Ángela (not her real name) handles delivery of the state food rations known as CLAPs in her working-class neighbourhood in Caracas. She is a lifelong supporter of chavismo – the left-wing populist philosophy and command economy preached by the late president, Hugo Chávez – and loyal to his successor, the embattled Nicolás Maduro. But today, with numerous outside powers backing opposition figurehead Juan Guaidó’s claim to the presidency and Venezuela sinking ever deeper into poverty and despair, she admits that she and her friends are “weary”. At what point in the U.S.-driven effort to asphyxiate the Maduro government, I wonder, might she finally give up the cause? At what point might the sanctions and other pressure have the intended effect? Her eyes glaze over at the question. “I cannot live without my medicine”.

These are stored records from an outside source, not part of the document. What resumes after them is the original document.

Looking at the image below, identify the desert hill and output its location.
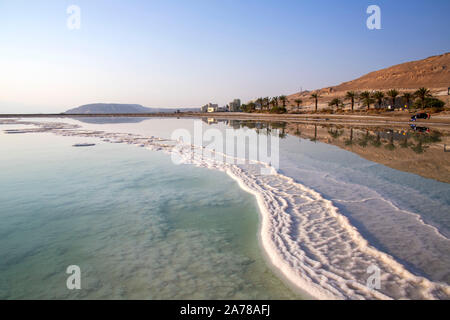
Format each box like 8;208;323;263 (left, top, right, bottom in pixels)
65;103;199;114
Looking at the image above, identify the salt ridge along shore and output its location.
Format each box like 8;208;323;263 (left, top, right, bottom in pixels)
0;120;450;299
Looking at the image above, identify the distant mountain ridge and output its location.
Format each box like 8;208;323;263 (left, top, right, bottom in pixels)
332;52;450;91
64;103;200;114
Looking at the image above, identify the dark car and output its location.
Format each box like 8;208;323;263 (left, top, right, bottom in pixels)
411;113;431;121
410;124;430;133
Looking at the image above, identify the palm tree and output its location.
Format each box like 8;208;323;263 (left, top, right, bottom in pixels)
328;98;342;109
359;91;373;110
386;89;400;109
403;92;413;109
264;97;270;110
414;88;431;108
294;99;303;112
311;93;320;112
345;91;358;111
373;91;384;108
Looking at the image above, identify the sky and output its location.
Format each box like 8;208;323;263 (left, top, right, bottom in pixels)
0;0;450;113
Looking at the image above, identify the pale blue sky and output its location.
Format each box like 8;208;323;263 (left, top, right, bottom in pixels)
0;0;450;113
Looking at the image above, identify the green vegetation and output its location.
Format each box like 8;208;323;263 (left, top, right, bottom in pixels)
373;91;384;108
311;93;320;112
359;91;374;110
294;99;303;112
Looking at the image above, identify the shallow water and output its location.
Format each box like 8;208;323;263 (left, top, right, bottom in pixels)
0;128;299;299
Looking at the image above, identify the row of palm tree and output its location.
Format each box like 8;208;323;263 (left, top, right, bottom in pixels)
248;88;431;112
251;96;288;111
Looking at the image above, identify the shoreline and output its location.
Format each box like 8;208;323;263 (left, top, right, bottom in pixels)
0;112;450;128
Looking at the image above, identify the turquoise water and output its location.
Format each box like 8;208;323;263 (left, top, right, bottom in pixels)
0;131;299;299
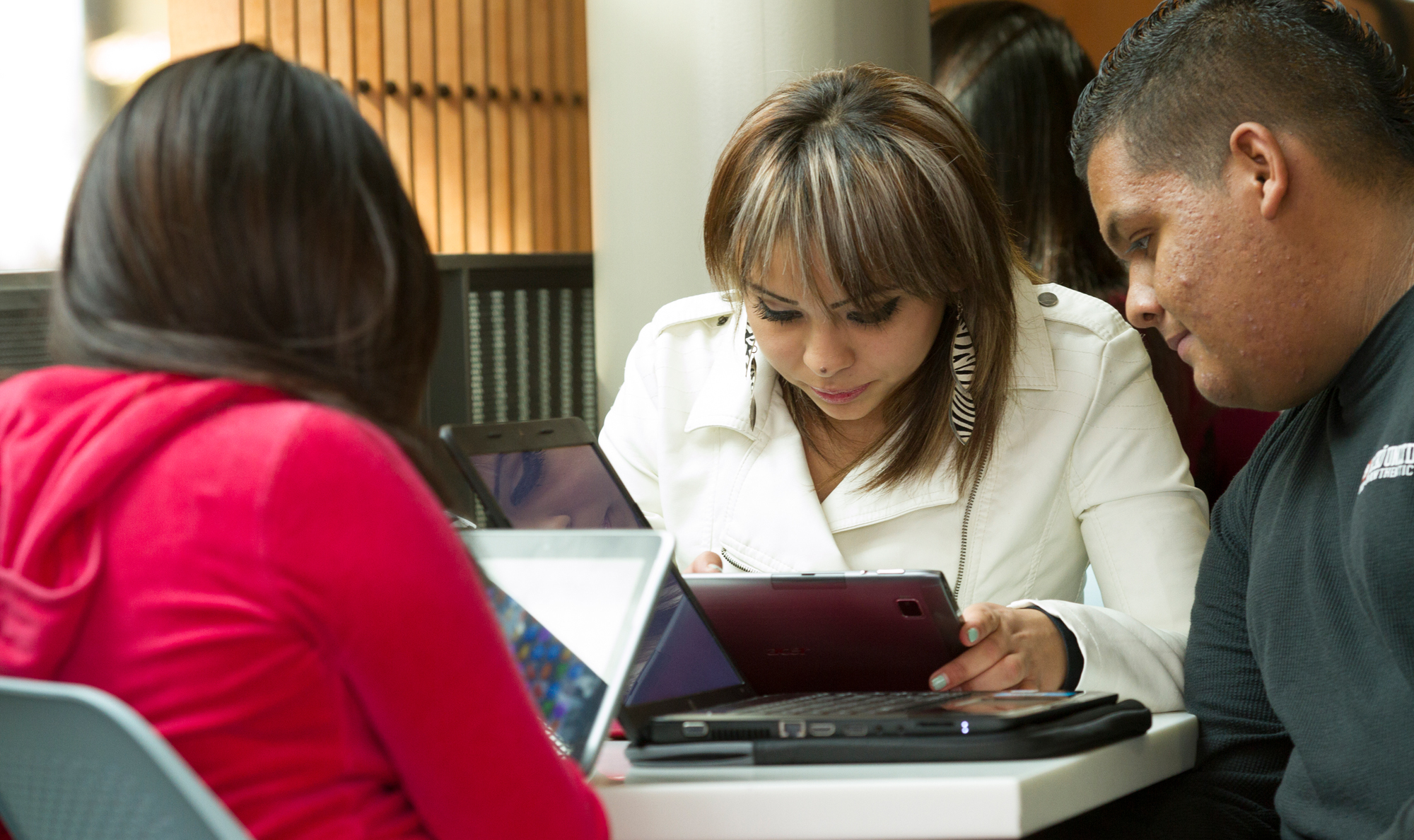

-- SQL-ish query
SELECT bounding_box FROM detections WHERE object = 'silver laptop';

[461,530,673,775]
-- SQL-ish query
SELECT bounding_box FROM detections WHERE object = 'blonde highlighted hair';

[703,64,1032,488]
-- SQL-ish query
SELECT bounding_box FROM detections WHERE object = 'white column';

[587,0,929,412]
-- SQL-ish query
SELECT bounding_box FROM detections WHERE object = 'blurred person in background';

[0,45,608,840]
[932,0,1278,502]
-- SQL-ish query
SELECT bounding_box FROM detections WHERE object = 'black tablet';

[441,417,649,529]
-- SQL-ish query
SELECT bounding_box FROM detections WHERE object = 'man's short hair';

[1070,0,1414,188]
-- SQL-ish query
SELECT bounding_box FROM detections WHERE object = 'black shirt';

[1058,293,1414,839]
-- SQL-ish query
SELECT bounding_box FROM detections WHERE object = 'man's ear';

[1227,123,1291,221]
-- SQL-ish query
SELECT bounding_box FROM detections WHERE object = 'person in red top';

[0,45,608,840]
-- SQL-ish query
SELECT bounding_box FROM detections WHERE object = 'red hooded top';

[0,368,607,840]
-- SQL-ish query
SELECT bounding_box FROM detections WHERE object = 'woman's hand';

[922,602,1066,692]
[687,552,724,568]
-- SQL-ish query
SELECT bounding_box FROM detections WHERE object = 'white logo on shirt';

[1355,443,1414,495]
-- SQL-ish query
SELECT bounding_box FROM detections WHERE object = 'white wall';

[587,0,929,412]
[0,0,92,270]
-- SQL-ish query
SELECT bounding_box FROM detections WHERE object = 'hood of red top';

[0,366,280,679]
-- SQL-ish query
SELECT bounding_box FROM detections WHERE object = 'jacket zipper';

[717,547,756,571]
[953,447,991,598]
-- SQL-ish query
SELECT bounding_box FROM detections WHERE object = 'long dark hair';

[932,0,1124,294]
[51,45,445,498]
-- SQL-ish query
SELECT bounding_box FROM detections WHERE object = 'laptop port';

[683,720,707,738]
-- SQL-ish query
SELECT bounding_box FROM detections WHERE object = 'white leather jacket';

[600,279,1208,711]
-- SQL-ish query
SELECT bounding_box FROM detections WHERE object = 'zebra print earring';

[745,324,756,428]
[947,313,977,445]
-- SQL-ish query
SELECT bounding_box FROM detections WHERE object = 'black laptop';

[619,568,1150,764]
[441,419,1150,764]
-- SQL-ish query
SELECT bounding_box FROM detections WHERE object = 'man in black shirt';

[1056,0,1414,839]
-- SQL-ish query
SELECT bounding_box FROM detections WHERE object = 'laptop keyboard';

[721,692,967,717]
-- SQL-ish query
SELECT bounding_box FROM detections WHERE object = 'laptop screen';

[461,529,673,772]
[468,444,646,529]
[486,581,608,759]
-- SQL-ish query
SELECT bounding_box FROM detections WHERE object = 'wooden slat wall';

[168,0,592,253]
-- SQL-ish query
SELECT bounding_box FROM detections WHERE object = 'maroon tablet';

[684,570,966,694]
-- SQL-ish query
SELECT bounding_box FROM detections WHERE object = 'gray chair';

[0,677,250,840]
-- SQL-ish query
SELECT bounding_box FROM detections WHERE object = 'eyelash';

As I sit in her front room, a friend or family member passes by with a bag of beef bones. Ángela nods her approval. I am not sure whether she intends to boil them for her family to eat, or to feed them to the slender dog curled up at my side. It could be either, for meat is scarcely affordable for most Venezuelans and the local butchers are now charging prices in U.S. dollars – though Ángela says she has never handled a dollar banknote in her life. But it would be rude to ask. We are in La Vega, a populous district in the capital’s west that ballooned decades ago on the fringes of a factory supplying the concrete that raised the towers and paved the highways of a once-prosperous metropolis. La Vega’s chavistas, and there are many, point to the historic achievements of their idol’s fifteen years of rule. For once, they say, a Venezuelan government heeded the cries of the poor. Thanks to high oil prices, it handed out lines of credit for ordinary working people to build houses. It supplied them with secure jobs and decent health care. No longer were the masses shunted aside by the upper classes, who instead cowered at their political might.
A Brave Front
Guaidó’s challenge is posing similar questions to high-ranking chavista officials and military officers. How long can they continue to back the incumbent if the government cannot provide basic services or ensure that families like Ángela’s have enough to eat? How bad does it have to get before the government caves in?
In the government’s upper echelons, chavistas are counting small, tactical victories over the Venezuelan opposition’s campaign, backed by the U.S. and its Latin American and European allies, to remove Maduro. They chalk up as successes that the military high command has maintained its cohesion; that in February the government thwarted the entry of opposition humanitarian aid; and that the country has withstood repeated nationwide power cuts with only limited, local breakdowns of order. Multiple sources close to government attest that a survivalist logic has seized the state. It ascribes each public service outage, without evidence, to imperialist intrigues; it hardens its anti-opposition stance with each new day. It has placed Guaidó, the would-be opposition president, under a travel ban, blocked him from running for office and stripped him of his parliamentary immunity from prosecution, while jailing his chief of staff.